To read a text file that does not have the variable names in the
first row, apply the base R col.names parameter to define
the variable names as part of the call to Read(). The base
R widths parameter defines the respective widths of the
columns, one column for the responses to each variable.
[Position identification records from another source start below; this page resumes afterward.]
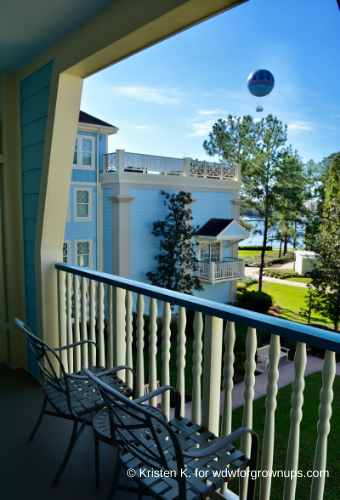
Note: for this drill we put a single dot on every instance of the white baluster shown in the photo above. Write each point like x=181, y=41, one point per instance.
x=109, y=328
x=213, y=336
x=269, y=426
x=197, y=369
x=292, y=463
x=76, y=331
x=166, y=344
x=69, y=321
x=62, y=317
x=228, y=378
x=181, y=323
x=140, y=346
x=153, y=349
x=100, y=324
x=93, y=350
x=129, y=337
x=325, y=412
x=249, y=382
x=83, y=289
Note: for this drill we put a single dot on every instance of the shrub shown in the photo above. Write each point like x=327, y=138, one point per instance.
x=241, y=287
x=256, y=301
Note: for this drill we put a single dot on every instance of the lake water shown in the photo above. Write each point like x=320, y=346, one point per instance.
x=258, y=238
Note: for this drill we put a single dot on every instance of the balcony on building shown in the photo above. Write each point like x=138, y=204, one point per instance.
x=215, y=240
x=123, y=162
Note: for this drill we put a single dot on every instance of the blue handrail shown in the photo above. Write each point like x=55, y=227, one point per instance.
x=284, y=328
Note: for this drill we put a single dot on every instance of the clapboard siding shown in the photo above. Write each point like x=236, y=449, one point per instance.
x=107, y=232
x=34, y=97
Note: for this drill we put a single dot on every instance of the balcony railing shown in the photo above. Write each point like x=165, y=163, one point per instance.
x=213, y=272
x=115, y=305
x=121, y=161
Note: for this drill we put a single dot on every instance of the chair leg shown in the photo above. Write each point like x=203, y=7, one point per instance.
x=72, y=442
x=39, y=420
x=96, y=454
x=115, y=480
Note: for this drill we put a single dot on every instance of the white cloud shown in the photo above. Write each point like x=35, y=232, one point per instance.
x=301, y=125
x=161, y=96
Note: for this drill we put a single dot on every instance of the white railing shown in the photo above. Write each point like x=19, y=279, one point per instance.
x=121, y=161
x=118, y=297
x=216, y=271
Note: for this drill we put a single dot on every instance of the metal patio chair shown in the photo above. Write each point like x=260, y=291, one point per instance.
x=70, y=395
x=176, y=460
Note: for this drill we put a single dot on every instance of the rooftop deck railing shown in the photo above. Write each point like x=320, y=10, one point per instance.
x=121, y=161
x=116, y=295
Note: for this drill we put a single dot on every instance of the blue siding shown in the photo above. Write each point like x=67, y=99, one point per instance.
x=34, y=97
x=79, y=230
x=107, y=232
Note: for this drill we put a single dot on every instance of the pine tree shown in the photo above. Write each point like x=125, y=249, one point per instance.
x=326, y=278
x=177, y=262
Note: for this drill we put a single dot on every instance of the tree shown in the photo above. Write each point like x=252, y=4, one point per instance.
x=326, y=278
x=177, y=262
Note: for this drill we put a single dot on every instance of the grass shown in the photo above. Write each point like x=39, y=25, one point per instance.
x=308, y=438
x=300, y=280
x=251, y=253
x=291, y=299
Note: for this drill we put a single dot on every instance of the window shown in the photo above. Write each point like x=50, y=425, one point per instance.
x=82, y=205
x=83, y=253
x=83, y=156
x=65, y=252
x=211, y=252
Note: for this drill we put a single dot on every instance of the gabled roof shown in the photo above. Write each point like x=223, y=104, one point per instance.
x=222, y=229
x=214, y=227
x=92, y=120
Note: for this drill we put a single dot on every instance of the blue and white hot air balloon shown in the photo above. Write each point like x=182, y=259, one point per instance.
x=260, y=83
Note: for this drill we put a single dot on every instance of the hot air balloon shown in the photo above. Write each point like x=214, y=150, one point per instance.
x=260, y=83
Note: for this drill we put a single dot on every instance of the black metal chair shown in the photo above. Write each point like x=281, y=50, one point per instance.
x=178, y=460
x=71, y=396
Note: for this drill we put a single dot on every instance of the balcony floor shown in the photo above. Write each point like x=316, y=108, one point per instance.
x=27, y=469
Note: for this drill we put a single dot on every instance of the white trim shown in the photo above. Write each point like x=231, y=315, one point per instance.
x=68, y=213
x=90, y=250
x=78, y=183
x=79, y=165
x=82, y=219
x=68, y=243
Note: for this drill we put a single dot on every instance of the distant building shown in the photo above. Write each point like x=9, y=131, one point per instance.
x=116, y=197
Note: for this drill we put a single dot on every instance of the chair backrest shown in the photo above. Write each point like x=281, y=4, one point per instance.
x=46, y=358
x=264, y=351
x=136, y=430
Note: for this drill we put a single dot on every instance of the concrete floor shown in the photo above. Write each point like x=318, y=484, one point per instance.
x=27, y=469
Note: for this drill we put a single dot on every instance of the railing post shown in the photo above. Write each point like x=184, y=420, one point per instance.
x=119, y=342
x=211, y=271
x=212, y=373
x=186, y=166
x=120, y=160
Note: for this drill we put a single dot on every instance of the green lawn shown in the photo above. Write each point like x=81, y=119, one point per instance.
x=299, y=280
x=251, y=253
x=291, y=300
x=307, y=439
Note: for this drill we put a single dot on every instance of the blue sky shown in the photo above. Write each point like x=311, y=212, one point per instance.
x=166, y=99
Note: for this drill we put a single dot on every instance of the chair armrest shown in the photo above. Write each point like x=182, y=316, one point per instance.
x=285, y=349
x=215, y=447
x=117, y=369
x=156, y=392
x=75, y=344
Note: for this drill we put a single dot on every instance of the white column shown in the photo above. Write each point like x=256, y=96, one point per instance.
x=120, y=160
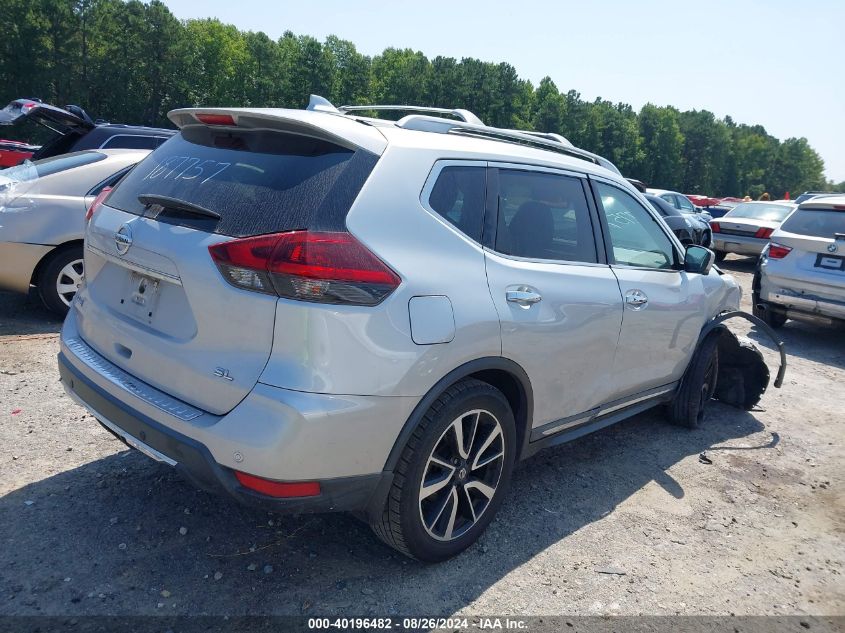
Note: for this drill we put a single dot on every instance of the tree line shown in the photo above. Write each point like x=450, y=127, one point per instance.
x=132, y=62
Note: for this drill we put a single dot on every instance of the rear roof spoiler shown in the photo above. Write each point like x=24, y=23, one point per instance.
x=340, y=130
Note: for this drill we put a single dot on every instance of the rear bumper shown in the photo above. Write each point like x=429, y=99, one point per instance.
x=17, y=262
x=195, y=461
x=809, y=304
x=739, y=244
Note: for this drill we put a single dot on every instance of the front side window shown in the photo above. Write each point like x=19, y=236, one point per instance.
x=544, y=216
x=635, y=235
x=458, y=196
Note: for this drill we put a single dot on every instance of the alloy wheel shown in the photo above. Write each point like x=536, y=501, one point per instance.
x=69, y=280
x=461, y=475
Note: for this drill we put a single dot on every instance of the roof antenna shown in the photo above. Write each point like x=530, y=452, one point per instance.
x=320, y=104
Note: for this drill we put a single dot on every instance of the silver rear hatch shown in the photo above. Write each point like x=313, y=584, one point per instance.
x=155, y=304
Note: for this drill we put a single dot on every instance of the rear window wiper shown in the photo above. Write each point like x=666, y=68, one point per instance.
x=166, y=202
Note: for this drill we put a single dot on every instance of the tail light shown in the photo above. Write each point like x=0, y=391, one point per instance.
x=98, y=202
x=306, y=265
x=278, y=488
x=778, y=251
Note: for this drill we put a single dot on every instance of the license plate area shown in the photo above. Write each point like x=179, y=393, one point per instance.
x=140, y=299
x=830, y=262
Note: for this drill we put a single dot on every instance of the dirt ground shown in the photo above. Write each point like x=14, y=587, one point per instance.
x=626, y=521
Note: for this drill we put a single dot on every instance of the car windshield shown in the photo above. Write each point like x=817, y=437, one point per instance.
x=760, y=211
x=816, y=222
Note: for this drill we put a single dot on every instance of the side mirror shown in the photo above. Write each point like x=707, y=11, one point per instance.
x=698, y=259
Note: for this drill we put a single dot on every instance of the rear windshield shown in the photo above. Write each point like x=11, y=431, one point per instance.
x=816, y=222
x=760, y=211
x=258, y=181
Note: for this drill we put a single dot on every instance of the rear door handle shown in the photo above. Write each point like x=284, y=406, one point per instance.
x=523, y=296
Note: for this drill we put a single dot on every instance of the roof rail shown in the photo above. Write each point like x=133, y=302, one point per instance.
x=469, y=125
x=538, y=140
x=464, y=115
x=551, y=136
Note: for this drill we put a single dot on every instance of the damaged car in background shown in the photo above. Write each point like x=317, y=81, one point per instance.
x=71, y=129
x=42, y=219
x=321, y=310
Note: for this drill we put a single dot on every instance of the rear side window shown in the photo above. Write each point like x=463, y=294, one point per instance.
x=258, y=181
x=133, y=141
x=544, y=216
x=816, y=222
x=458, y=196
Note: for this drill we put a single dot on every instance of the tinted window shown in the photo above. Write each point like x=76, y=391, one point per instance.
x=544, y=216
x=49, y=166
x=760, y=211
x=816, y=222
x=132, y=141
x=258, y=181
x=635, y=235
x=458, y=196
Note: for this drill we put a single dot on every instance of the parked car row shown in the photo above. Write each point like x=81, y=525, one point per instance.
x=43, y=203
x=319, y=310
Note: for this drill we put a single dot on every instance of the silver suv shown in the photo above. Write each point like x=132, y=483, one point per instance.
x=801, y=274
x=315, y=310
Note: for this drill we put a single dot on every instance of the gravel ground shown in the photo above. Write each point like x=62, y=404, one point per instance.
x=626, y=521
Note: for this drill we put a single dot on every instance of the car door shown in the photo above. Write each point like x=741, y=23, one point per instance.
x=665, y=307
x=557, y=299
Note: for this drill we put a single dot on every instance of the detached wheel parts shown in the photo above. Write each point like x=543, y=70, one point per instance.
x=697, y=387
x=60, y=279
x=452, y=475
x=768, y=316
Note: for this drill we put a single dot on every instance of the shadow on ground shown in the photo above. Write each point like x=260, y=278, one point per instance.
x=105, y=538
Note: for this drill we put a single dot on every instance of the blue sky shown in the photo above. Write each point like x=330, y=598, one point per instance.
x=777, y=63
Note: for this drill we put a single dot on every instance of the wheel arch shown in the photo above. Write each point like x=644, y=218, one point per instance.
x=502, y=373
x=39, y=267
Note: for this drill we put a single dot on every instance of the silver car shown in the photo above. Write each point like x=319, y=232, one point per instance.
x=746, y=229
x=802, y=270
x=42, y=219
x=313, y=310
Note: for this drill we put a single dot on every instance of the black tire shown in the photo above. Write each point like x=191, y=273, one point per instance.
x=401, y=524
x=697, y=386
x=52, y=273
x=768, y=316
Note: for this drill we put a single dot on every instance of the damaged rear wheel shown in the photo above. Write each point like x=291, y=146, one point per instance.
x=698, y=386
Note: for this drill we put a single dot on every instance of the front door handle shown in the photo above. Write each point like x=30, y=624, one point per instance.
x=636, y=299
x=523, y=296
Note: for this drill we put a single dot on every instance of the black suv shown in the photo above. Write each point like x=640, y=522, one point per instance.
x=74, y=130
In this example, the col.names parameter indicates that
the respective variable names are ID, Gender, and, as
specified by the lessR function to(),
m01, m02, to m20. The base R
widths parameter specifies that the first variable occupies
four columns, the next variable occupies a single column, and the base R
repetition function rep() specifies that the next 20
variables each occupy only a single column, short-hand for writing 20
1’s, separated by commas.
rep(1,20)
## [1] 1 1 1 1 1 1 1 1 1 1 1 1 1 1 1 1 1 1 1 1
Here repeat the Read() function call to show the
variables that were read.
d <- Read("http://lessRstats.com/data/Mach4.fwd",
col.names=c("ID", "Gender", to("m",20)),
widths=c(4,1,rep(1,20)))
##
## >>> Suggestions
## To read a csv or Excel file of variable labels, var_labels=TRUE
## Each row of the file: Variable Name, Variable Label
## Read into a data frame named l (the letter el)
##
## Details about your data, Enter: details() for d, or details(name)
##
## Data Types
## ------------------------------------------------------------
## integer: Numeric data values, integers only
## ------------------------------------------------------------
##
## Variable Missing Unique
## Name Type Values Values Values First and last values
## ------------------------------------------------------------------------------------------
## 1 ID integer 351 0 351 100 127 134 ... 9677 9721 9840
## 2 Gender integer 351 0 2 0 0 1 ... 0 0 1
## 3 m01 integer 351 0 6 0 0 2 ... 2 1 3
## 4 m02 integer 351 0 6 4 1 1 ... 3 4 3
## 5 m03 integer 351 0 6 1 4 0 ... 3 4 3
## 6 m04 integer 351 0 6 5 4 5 ... 3 4 4
## 7 m05 integer 351 0 6 0 0 4 ... 2 3 3
## 8 m06 integer 351 0 6 5 3 4 ... 4 4 2
## 9 m07 integer 351 0 6 4 3 0 ... 4 4 2
## 10 m08 integer 351 0 6 1 0 5 ... 3 2 3
## 11 m09 integer 351 0 6 5 4 3 ... 3 3 3
## 12 m10 integer 351 0 6 4 4 4 ... 3 4 3
## 13 m11 integer 351 0 6 0 0 1 ... 1 1 2
## 14 m12 integer 351 0 6 0 1 4 ... 2 1 3
## 15 m13 integer 351 0 6 0 1 0 ... 3 1 2
## 16 m14 integer 351 0 6 0 1 0 ... 2 2 2
## 17 m15 integer 351 0 6 4 2 2 ... 3 5 3
## 18 m16 integer 351 0 6 0 4 0 ... 0 2 5
## 19 m17 integer 351 0 6 1 4 2 ... 0 2 2
## 20 m18 integer 351 0 6 3 3 4 ... 4 4 3
## 21 m19 integer 351 0 6 2 1 0 ... 0 0 1
## 22 m20 integer 351 0 6 4 0 1 ... 1 0 3
## ------------------------------------------------------------------------------------------
Follow the same function form to read any other fixed-width column
data file. Specify the column names with col.names, which
also, of course, would apply to a csv or Excel file that for some reason
failed to have the variable names in the first row. Then indicate the
column widths with the widths parameter, one specified
column width for each variable, listed in the same order.